But why just six or seven? A quick search of the Web reveals that there are hundreds of creation stories. Several Web sites are devoted to nothing but recounting various ethnic and religious creation stories.
Some stories are rare and exotic, like the Inuit story of the giant girl slashed by giants with knives. As her fingertips fell, fish and animals were created. Some stories live on only in ethnic literature, like the giant cow creator god once worshipped by the fearsome Norsemen.
Perhaps, in Tulsa, the zoo should just stick with the creation story accepted by the founders: A water beetle was sent beneath the seas to explore, setting of an expansion of sea mud that formed the Earth. The animals above the sea attached the land to the sky with four strings. The animals then created the sun and set it on its path. Neither men nor God get much attention in the Cherokee native American story of the Earth’s creation.
Of course, we could just pick the dominate religion practiced in Tulsa, and teach that story in schools and zoo displays. But, there’s just something heavy-handed and unfair about that approach, and it is bound to offend.
The point, perhaps, is that all creation stories fit within the context of a particular religious tradition.
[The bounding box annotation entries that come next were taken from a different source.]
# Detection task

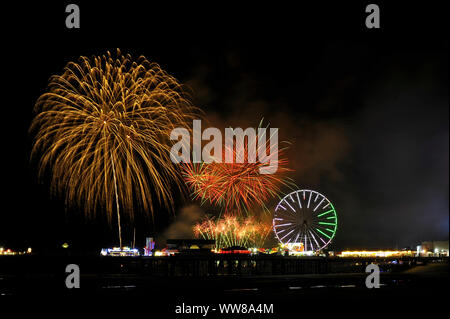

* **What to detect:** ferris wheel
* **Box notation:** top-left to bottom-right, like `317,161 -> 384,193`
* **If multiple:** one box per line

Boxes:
273,189 -> 337,251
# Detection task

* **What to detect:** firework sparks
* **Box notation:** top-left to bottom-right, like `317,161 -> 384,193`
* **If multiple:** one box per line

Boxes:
194,215 -> 272,250
30,50 -> 197,245
182,125 -> 293,215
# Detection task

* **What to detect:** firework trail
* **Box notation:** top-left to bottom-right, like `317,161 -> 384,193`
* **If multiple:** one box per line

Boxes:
30,50 -> 197,248
182,124 -> 294,215
194,215 -> 272,250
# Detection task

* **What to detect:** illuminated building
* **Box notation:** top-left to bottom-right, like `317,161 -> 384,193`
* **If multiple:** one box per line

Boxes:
336,250 -> 415,258
100,247 -> 140,257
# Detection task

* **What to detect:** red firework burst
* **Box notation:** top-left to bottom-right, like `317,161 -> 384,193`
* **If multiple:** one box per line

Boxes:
182,126 -> 293,215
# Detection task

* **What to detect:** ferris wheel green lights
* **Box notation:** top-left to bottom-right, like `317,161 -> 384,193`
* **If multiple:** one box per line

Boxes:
273,189 -> 337,251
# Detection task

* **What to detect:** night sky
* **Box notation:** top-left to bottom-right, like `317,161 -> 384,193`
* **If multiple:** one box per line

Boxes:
0,2 -> 449,254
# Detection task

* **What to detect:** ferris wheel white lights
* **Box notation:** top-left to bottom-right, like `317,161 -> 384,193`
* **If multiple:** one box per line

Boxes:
273,189 -> 337,251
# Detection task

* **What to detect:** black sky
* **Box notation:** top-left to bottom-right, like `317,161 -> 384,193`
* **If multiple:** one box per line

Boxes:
0,2 -> 449,249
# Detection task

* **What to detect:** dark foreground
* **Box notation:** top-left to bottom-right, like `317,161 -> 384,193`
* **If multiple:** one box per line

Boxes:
0,256 -> 449,318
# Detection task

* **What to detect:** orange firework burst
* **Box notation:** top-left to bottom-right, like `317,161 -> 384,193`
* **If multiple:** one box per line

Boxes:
30,51 -> 197,248
182,127 -> 293,215
194,215 -> 272,250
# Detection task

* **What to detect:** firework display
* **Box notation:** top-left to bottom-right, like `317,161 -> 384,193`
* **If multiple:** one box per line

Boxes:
30,51 -> 196,246
273,190 -> 337,251
182,130 -> 293,215
194,215 -> 272,250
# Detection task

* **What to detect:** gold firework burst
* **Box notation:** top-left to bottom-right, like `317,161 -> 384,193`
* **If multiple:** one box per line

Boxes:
30,50 -> 198,245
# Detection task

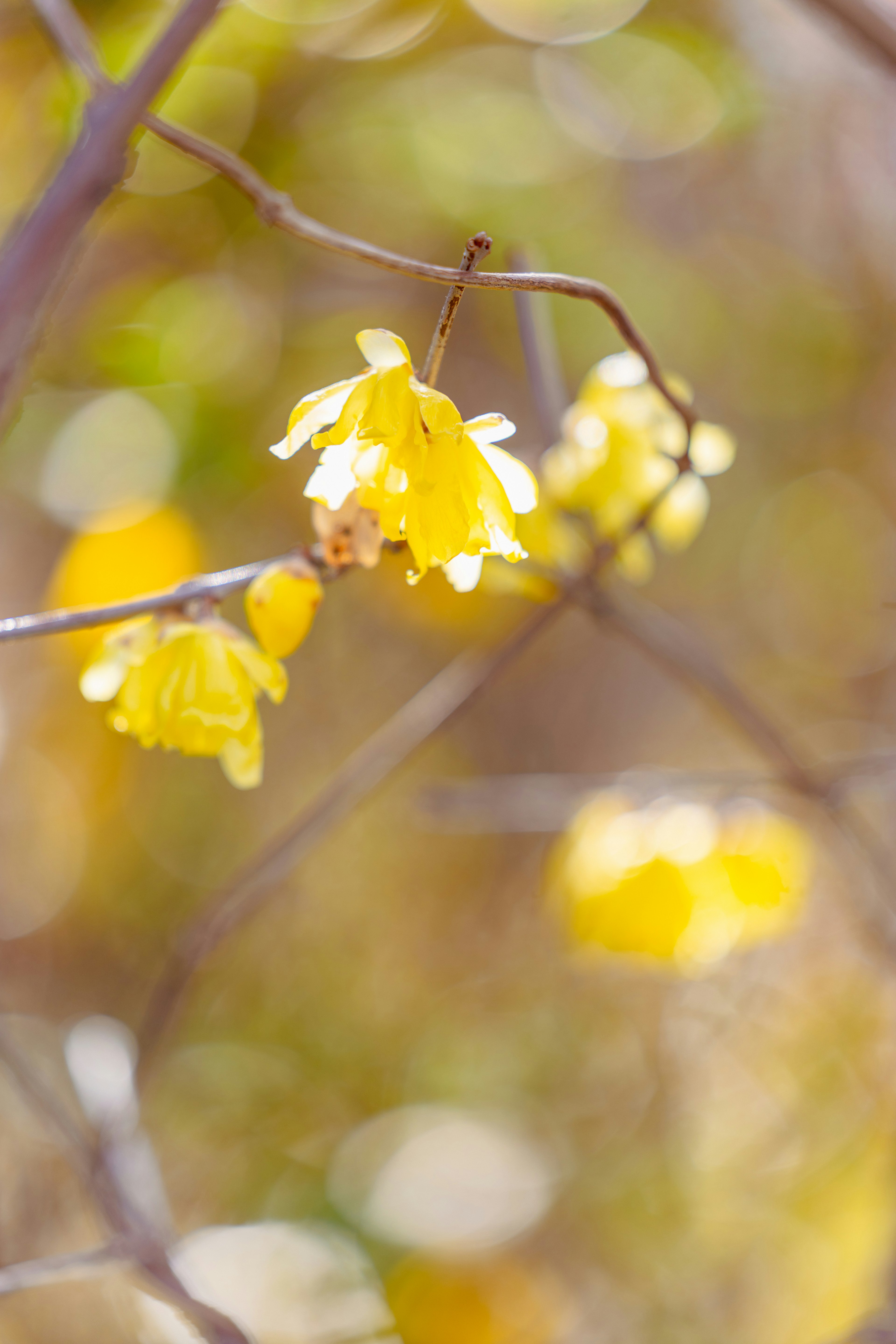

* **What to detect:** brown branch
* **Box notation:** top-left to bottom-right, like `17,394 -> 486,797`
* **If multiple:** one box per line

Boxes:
0,1241 -> 133,1297
420,233 -> 492,387
0,546 -> 333,642
0,0 -> 226,427
0,1021 -> 250,1344
138,600 -> 564,1079
24,0 -> 700,431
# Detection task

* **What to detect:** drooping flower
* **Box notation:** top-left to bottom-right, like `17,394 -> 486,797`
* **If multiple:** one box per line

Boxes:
543,352 -> 736,582
271,329 -> 537,582
246,556 -> 324,659
80,616 -> 287,789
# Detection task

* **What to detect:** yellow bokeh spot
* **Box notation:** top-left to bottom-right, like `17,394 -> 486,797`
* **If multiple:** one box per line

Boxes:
47,508 -> 203,659
548,792 -> 811,973
385,1255 -> 568,1344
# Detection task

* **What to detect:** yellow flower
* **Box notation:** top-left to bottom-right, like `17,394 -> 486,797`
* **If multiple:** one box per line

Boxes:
543,352 -> 736,582
80,616 -> 287,789
271,329 -> 537,582
246,559 -> 324,659
548,792 -> 810,973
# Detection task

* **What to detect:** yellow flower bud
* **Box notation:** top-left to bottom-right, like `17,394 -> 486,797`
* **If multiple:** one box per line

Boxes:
80,617 -> 286,789
246,561 -> 324,659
Outside that context, or outside the circle of believers, they mean something else. Or, perhaps, they mean nothing at all.
That’s a problem in an increasingly ethnic, multicultural society.
The evolution “story” is different. Its broad outline is widely accepted by scientists of many faiths and in many lands. It is supported by years of scientific inquiry and physical evidence. And, most important, it is always subject to change as new evidence and new technology lead to new insights.
There is a place for inspirational stories, but it clearly isn’t the public zoo.